El señor Gould, padre, se esforzó en declinar aquel fatal favor con repetidas razones e instancias; pero todo en vano. Alegó que no entendía nada de minería; que no tenía medios para poner la concesión en el mercado europeo; que la mina, como negocio en marcha, no existía. Los edificios, destinados al personal y operaciones de la explotación, habían sido quemados; la planta de las excavaciones, destruida; la población de obreros, ahuyentada del lugar hacía muchos años; el camino, borrado por la invasión desbordada de la vegetación tropical, que lo había hecho desaparecer tan completamente como si se lo hubiera tragado el mar; y la galería principal, dormida y cegada en un trayecto de cien metros desde la entrada. Aquello no era ya una mina abandonada, sino una bravía garganta rocosa e inaccesible de la Sierra, donde sólo podían hallarse vestigios de madera carbonizada, montones de ladrillos rotos y algunos trozos informes de hierro comido de orín, todo ello cubierto por la espesa urdimbre de chaparros espinosos que allí vegetaban.

Natural era que el señor Gould, padre, no deseara la posesión perpetua de tan desolada localidad; de hecho, al surgir su mera visión en la mente del concesionario durante las silenciosas horas de vela nocturna, tenía la maléfica virtud de exasperarle y causarle febriles y agitados insomnios.

Pero ocurrió que el ministro de Hacienda de entonces era un hombre a quien, años antes, el señor Gould por desgracia había rehusado conceder una pequeña ayuda pecuniaria, fundando su negativa en el hecho de ser el peticionario un jugador y petardista notorio, con la agravante de pesar sobre él la sospecha de un robo con violencia perpetrado en la persona de un acaudalado ranchero establecido en un distrito remoto, donde el sujeto aludido desempeñaba a la sazón el cargo de juez. Cuando el desairado pedigüeño logró escalar el elevado puesto de ministro, manifestó en público su intención de pagar al pobre señor Gould su disfavor con un donativo adecuado.

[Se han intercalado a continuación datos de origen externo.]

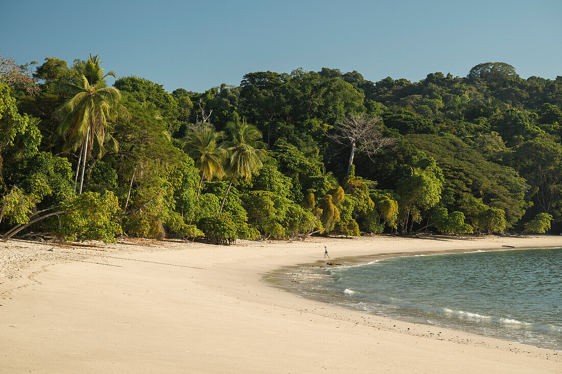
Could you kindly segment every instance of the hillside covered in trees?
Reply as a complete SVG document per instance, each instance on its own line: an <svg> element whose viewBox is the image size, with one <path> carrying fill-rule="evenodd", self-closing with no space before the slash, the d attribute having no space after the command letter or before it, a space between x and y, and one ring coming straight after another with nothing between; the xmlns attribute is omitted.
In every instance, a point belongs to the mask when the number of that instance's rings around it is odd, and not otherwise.
<svg viewBox="0 0 562 374"><path fill-rule="evenodd" d="M97 56L38 65L0 61L5 237L562 230L562 76L297 69L170 93Z"/></svg>

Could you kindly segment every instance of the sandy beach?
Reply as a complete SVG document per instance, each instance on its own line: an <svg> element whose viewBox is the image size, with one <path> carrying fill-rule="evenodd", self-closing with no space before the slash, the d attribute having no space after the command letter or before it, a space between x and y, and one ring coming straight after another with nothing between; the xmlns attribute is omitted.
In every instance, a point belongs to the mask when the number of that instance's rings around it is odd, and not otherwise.
<svg viewBox="0 0 562 374"><path fill-rule="evenodd" d="M562 247L562 236L2 242L0 372L562 372L562 352L342 309L263 281L323 261L324 245L337 259Z"/></svg>

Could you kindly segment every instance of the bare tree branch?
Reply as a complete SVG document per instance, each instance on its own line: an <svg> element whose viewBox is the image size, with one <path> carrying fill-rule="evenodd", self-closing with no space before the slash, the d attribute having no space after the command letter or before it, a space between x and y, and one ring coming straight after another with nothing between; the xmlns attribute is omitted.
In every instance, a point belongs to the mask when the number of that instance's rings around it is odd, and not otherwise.
<svg viewBox="0 0 562 374"><path fill-rule="evenodd" d="M347 166L347 174L351 170L355 152L365 153L369 158L379 151L396 143L393 138L384 138L382 135L381 120L372 118L366 114L350 114L334 126L333 132L328 137L345 147L351 147L351 153ZM372 159L372 158L371 158Z"/></svg>

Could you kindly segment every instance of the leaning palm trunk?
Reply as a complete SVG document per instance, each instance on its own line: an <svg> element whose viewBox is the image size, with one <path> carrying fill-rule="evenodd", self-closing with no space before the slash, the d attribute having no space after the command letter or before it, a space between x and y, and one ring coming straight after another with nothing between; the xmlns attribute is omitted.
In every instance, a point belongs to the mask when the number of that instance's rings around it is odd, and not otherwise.
<svg viewBox="0 0 562 374"><path fill-rule="evenodd" d="M82 148L80 149L80 153L78 155L78 162L76 164L76 172L74 174L74 192L76 192L76 188L78 184L78 172L80 171L80 163L82 161L82 153L84 153L84 144Z"/></svg>
<svg viewBox="0 0 562 374"><path fill-rule="evenodd" d="M197 200L199 200L199 194L201 192L201 185L203 184L203 177L205 176L205 173L203 173L203 171L202 171L201 179L199 180L199 186L197 187L197 197L195 198L195 202L194 202L195 203L197 203ZM196 209L197 207L196 207L195 208ZM193 221L193 216L194 215L195 215L195 209L194 209L193 211L191 213L191 218L189 218L189 225L191 225L191 222ZM183 210L182 211L182 216L183 217Z"/></svg>
<svg viewBox="0 0 562 374"><path fill-rule="evenodd" d="M224 206L224 202L226 200L226 197L228 195L228 192L230 190L230 186L232 185L232 181L230 181L230 184L228 185L228 188L226 189L226 191L224 193L224 198L223 198L223 203L220 204L220 210L219 211L219 214L223 212L223 207Z"/></svg>
<svg viewBox="0 0 562 374"><path fill-rule="evenodd" d="M84 153L82 154L82 173L80 177L80 192L82 194L82 187L84 185L84 171L86 168L86 153L88 152L88 142L89 141L90 129L88 127L86 132L86 139L84 140Z"/></svg>
<svg viewBox="0 0 562 374"><path fill-rule="evenodd" d="M131 181L129 183L129 192L127 193L127 198L125 200L125 205L123 206L123 213L127 211L127 206L129 205L129 198L131 197L131 189L133 188L133 180L134 179L135 171L137 171L136 166L133 171L133 175L131 176Z"/></svg>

Así pues, afirmó una y otra vez este propósito en su despacho de Santa Marta, con voz tan suave e implacable y con guiños tan maliciosos, que los mejores amigos del agraciado le aconsejaron encarecidamente que no intentara el soborno para que se echara tierra al asunto. Hubiera sido inútil. Y aun tal vez peligroso.

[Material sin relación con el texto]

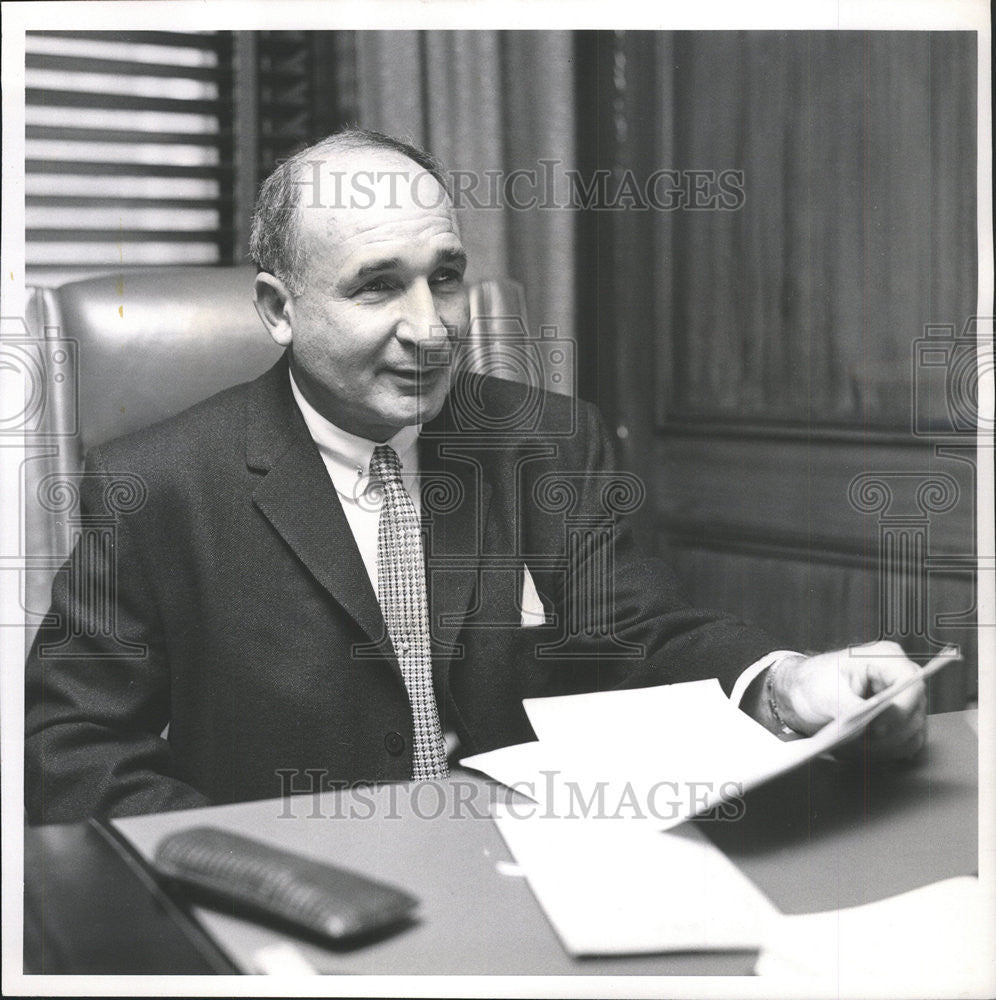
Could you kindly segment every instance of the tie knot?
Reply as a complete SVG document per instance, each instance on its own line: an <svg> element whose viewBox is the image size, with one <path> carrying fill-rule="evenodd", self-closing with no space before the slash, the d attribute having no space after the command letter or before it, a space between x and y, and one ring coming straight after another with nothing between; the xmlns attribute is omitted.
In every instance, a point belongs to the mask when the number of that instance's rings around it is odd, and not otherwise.
<svg viewBox="0 0 996 1000"><path fill-rule="evenodd" d="M389 444L379 444L370 459L370 474L385 486L401 482L401 462L398 453Z"/></svg>

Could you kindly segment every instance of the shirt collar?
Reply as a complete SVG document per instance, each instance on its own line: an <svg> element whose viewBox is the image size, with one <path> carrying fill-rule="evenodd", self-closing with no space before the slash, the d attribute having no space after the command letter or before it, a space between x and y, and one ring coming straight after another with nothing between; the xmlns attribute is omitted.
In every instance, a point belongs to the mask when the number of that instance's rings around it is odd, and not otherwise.
<svg viewBox="0 0 996 1000"><path fill-rule="evenodd" d="M336 491L347 499L356 499L366 487L370 475L370 459L378 444L389 444L397 453L404 476L418 474L418 436L421 424L402 427L387 441L369 441L344 431L323 417L305 398L290 376L291 392L312 440L318 445Z"/></svg>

Así opinó también una señora francesa, de gran corpulencia y vibrante voz, hija, según decía, de un oficial de elevada categoría (officier supérieur de l'armée), que tenía por residencia un convento secularizado, en el que ocupaba varias habitaciones, inmediatas a las del ministro de Hacienda. Esta rozagante dama, cuando se le acercó alguien en nombre del señor Gould, guardando las formas convenientes y con una cantidad de consideración, movió la cabeza con expresión desmayada. Tenía buenos sentimientos y expresó lo que sentía. No quiso recibir dinero por un servicio que no podía prestar. El amigo del señor Gould encargado de la delicada misión solía decir después que era la única persona honrada que había conocido entre todas las relacionadas con el gobierno de cerca o de lejos.

– Es un cochino asunto que no tiene compostura -había respondido con la entonación bronca y viril que le era natural y empleando frases más propias de una hospiciana que de una huérfana de familia decente. -Es cosa perdida. Pas moyen, mon garçon. C'est dommage, tout de même. Ah! zut! Je ne vole pas mon monde. Je ne suis pas ministre… moi! Vous pouvez emporter vôtre petit sac. (No hay medio, hijo mío. Es lástima, sin embargo. ¡Ah! ¡Fiasco! Yo no robo a mi gente. No soy ningún ministro… ¡ministro yo! Puede usted llevarse su saquito.)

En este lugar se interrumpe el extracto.